The focus of this document is to describe the development of the stand-alone `Stage` which is aimed at providing superior modularity and flexibility to account for all possible scenarios of interest to the user when modeling and simulating uranium solvent extraction processes. Therefore `Stage` has been developed for any chemical reaction mechanism. The modularity for reaction mechanisms is provided by Cortix.

## Elements

The concerns of `Stage` are to 

 + Implement the mixing and disengagement of immiscible phases, 
 + Apply balance laws and thermodynamic constitutive constraints, 
 + Build the system of governing equations, and 
 + Solve the resulting time-dependent, coupled, non-linear, stiff (algebraic) ordinary differential equations.
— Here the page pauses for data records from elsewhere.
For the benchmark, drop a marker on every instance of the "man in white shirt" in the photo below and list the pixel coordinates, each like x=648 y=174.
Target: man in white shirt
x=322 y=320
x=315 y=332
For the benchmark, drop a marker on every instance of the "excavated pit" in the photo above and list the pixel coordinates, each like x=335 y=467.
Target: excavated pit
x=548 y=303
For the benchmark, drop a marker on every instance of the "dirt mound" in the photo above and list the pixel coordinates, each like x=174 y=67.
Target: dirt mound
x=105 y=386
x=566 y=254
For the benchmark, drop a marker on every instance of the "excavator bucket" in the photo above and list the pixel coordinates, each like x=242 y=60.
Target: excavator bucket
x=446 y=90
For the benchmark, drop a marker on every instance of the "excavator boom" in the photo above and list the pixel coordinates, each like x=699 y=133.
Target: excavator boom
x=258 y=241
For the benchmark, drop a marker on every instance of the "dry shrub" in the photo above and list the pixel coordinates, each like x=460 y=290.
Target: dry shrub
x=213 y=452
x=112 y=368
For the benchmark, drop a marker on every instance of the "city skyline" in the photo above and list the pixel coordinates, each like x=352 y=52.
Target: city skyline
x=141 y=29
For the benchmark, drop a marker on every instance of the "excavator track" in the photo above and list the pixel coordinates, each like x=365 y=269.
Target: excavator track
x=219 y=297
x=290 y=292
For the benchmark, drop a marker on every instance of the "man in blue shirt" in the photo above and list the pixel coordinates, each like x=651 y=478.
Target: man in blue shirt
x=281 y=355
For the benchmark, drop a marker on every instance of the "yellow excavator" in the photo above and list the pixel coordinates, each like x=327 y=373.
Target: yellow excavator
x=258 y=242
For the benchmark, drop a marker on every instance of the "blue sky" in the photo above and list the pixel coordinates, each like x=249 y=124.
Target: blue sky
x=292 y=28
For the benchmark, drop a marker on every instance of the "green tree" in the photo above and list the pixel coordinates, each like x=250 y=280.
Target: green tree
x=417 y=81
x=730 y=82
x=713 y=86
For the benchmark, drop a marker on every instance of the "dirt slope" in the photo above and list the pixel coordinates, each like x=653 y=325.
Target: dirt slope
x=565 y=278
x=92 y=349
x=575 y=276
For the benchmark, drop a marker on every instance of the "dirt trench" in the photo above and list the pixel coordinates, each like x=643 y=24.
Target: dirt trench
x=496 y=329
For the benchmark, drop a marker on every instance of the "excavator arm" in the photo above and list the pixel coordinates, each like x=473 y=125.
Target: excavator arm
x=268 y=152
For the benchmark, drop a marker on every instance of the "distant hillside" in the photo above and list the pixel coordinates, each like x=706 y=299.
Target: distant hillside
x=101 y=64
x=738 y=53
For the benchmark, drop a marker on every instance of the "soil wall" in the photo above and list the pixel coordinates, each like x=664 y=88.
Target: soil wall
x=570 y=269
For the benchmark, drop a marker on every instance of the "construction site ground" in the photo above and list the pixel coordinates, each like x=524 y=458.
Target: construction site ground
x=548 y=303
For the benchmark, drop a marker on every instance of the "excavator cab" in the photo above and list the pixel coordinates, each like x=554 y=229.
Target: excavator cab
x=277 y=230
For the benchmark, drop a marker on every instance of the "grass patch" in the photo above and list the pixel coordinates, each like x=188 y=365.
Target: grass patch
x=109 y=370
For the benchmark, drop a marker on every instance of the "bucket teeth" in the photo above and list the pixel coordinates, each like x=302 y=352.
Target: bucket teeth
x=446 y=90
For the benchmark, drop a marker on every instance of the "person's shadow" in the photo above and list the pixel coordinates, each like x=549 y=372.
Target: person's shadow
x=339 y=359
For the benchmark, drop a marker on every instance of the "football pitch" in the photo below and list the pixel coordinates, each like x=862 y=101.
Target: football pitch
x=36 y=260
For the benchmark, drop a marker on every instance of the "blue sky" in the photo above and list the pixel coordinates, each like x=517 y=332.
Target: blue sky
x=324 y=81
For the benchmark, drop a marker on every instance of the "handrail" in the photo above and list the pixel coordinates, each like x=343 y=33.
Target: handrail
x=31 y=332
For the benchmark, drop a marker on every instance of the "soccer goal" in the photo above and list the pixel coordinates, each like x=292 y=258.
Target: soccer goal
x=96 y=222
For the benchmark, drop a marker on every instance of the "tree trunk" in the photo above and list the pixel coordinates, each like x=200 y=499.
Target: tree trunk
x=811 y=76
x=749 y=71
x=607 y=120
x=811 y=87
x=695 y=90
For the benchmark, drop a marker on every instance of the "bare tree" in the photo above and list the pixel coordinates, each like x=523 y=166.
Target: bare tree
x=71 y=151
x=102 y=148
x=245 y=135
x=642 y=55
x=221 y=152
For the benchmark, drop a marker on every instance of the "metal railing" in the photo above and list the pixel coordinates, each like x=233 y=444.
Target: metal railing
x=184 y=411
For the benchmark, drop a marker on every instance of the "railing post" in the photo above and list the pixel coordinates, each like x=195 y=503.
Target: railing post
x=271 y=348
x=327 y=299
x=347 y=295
`Stage` considers 3 phases, namely organic, aqueous, and vapor. If one phase is neglected, it appears as
an empty Cortix `phase` container. There are great differences in the way disengagement occurs in contactors
in practice, therefore a central design and implementation of `Stage` is to handle all practical types of mixing and disengagement. Currently both mixing and disengagement are of type: *instantaneous*.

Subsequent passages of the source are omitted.